The military’s ability to pivot quickly to fight enemies doesn’t just apply to air, sea, ground and space forces. The military medical system has been in a unique position to respond to the urgency of COVID-19 on a number of fronts, defense health officials said.
It’s not just about quickly deploying hospital ships to New York and California. It’s about quickly moving to vaccine research, gathering data on COVID cases in the military community, and other innovations to improve care for patients. Military health officials work with many federal agencies in the pandemic fight, and they work with civilian health officials around the country and around the world where their numerous military hospitals and clinics are located, including many COVID-19 hot spots.

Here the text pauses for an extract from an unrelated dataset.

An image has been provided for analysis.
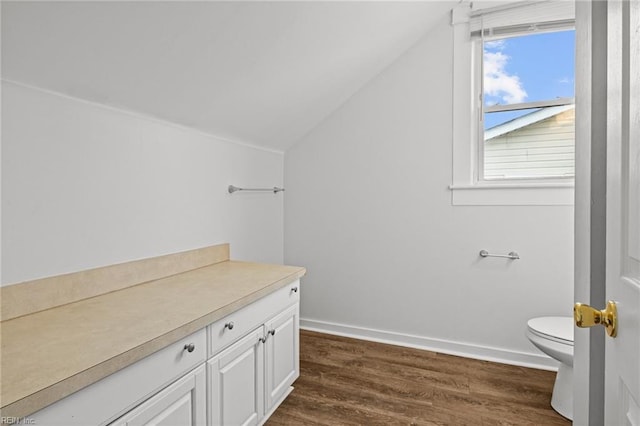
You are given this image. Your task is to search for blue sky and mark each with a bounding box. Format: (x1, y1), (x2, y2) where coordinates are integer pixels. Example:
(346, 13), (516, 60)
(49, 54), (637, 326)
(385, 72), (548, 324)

As far as DoD-specific numbers, there have been a total of 36,659 COVID-19 cases reported as of Monday. Of those, 25,590 were military; 3,417 were dependents; 5,373 were civilians; and 2,279 were contractors. There have been 960 hospitalizations; 15,122 have recovered. There have been 56 deaths, including 33 civilians, 13 contractors, seven dependents, and three service members.
Many of the innovations and lessons learned during the wars in Iraq and Afghanistan have been helpful in the COVID-19 fight, Defense health officials said during a call with reporters Monday.
One is the Joint Trauma System, which includes a registry of clinical information on the thousands of service members injured during the wars. Officials used the lessons from the wars and from that registry early on to develop their COVID-19 registry, said Dr. Paul Cordts, chief medical officer for the Defense Health Agency. Part of the power of the COVID-19 registry, he said, is its “real-time information,” so officials can evaluate the effectiveness of therapies being used, such as remdesivir, convalescent plasma, and dexamethasone. “We can adjust our clinical practice guidelines, if need be, towards those therapies that appear to be the most effective,” Cordt said.
That mirrors one striking change during the wars, with their “rapid cycle innovation.” If military doctors did surgery on a patient in Baghdad or Afghanistan, for example, they subsequently got information about how the patient was doing at each node of the evacuation chain, he said. With that feedback, Cordts said, “We rapidly learned how to adjust our practices when caring for patients with injuries as a result of combat.”
In the civilian world, there’s most likely to be a randomized, controlled trial, a rigorous, multi-year process before innovations are approved.
“In certain clinical situations, that’s not feasible,” such as in the case of combat injuries, said Air Force doctor Col. Todd Rasmussen, professor of surgery and associate dean of research at the Uniformed Services University of the Health Sciences. The alternative is the rapid cycle innovation, a real time assessment, based on real world data.
“We all want randomized control trials, but in certain situations, we don’t have the time to plan and conduct a five-year [trial] because the issue is just too urgent,” Rasmussen said.
Just as the military shifted its research priorities in the early 2000s to some specific combat care issues such as hemorrhage control, resuscitation and limb salvage, they’ve shifted priorities to a variety of research efforts during COVID-19, including their vaccine research which began early on in the pandemic. Researchers in the military realm are also conducting a variety of other COVID-19 studies, such as why some people with the virus have no symptoms while others get very sick.
Researchers are also finding ways other ways to improve patient care. They’ve invented a device that provides an extra layer of personal protective equipment for medical providers as they’re performing procedures. It uses PVC piping for tent frame that can be placed over the patient’s head and chest, lined with a polyethylene bag to seal in any possible COVID-19 particles that could endanger medical providers as they perform procedures. The COVID-19 Airway Management Isolation Chamber, or CAMIC, has a negative-pressure vacuum that contains and reduces aerosols and airborne particles.
The CAMIC is being used by the military around the world and on the battlefield, said Army doctor Maj. Steven Hong, assistant professor of surgery at USUHS, and chief of Head and Neck Surgical Oncology and Reconstructive Surgery at Walter Reed National Military Medical Center. He came up with the idea of the three-dimensional airway tent after watching the COVID-19 crisis unfold in New York City in mid-March, he said, noting the shortage of protective equipment, and realizing the vulnerability of health care workers to the contagious virus, especially those within his specialty of head and neck surgery.
He pulled together a team who designed, built and tested the CAMIC, and received approval from the FDA for emergency use, within six weeks.